Monday Seminar:
Max Harris
Solmsen Fellow (2015-2016)
Independent Scholar
How did Charlemagne confuse Palm Sunday processions and triumphal entries? Why was the early Quaker leader James Nayler charged with blasphemy for riding a horse into Bristol? Was he imitating Christ or mocking Oliver Cromwell? Why were life-size processional images of Jesus on a donkey vandalized both by sixteenth-century Protestant iconoclasts and by eighteenth-century Roman Catholic archbishops? My presentation explores Palm Sunday processions and other public representations of Christ’s entry into Jerusalem as embodied sites for the celebration, display, contestation, diffusion, and mockery of religious justifications for war and other exercises of power.
Max Harris is an independent scholar and Executive Director Emeritus of the Wisconsin Humanities Council. He has taught at the University of Virginia and, as a visiting professor, at Yale University.
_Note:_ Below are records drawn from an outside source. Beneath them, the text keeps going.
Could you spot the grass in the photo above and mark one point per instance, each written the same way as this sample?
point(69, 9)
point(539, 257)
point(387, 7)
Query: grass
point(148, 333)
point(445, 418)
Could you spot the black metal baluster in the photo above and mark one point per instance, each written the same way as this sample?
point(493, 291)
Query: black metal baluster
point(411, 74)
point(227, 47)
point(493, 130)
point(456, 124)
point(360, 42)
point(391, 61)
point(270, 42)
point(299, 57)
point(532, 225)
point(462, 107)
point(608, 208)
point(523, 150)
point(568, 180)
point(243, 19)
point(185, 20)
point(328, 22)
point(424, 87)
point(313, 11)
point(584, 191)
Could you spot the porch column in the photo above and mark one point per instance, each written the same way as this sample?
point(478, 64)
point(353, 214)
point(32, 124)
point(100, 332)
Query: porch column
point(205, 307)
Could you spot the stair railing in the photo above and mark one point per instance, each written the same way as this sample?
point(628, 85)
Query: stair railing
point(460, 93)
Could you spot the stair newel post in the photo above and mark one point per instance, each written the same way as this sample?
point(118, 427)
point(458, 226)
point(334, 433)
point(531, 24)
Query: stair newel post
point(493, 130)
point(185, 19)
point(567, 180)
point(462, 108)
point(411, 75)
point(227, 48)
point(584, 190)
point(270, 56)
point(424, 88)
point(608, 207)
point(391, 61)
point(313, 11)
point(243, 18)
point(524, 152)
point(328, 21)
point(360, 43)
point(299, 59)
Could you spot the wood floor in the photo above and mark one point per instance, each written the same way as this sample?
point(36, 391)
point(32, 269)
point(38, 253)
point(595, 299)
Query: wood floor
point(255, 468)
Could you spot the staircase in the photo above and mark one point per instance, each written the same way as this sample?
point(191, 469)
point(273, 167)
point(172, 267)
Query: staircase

He is the author of five books: Theater and Incarnation (1990, 2nd ed. 2005), The Dialogical Theatre (1993), Aztecs, Moors, and Christians: Festivals of Reconquest in Mexico and Spain (2000), Carnival and Other Christian Festivals: Folk Theology and Folk Performance (2003), and Sacred Folly: A New History of the Feast of Fools (2011). His work has won the Otto Gründler Book Prize, and (twice) the David Bevington Award for the Best New Book in Early Drama Studies.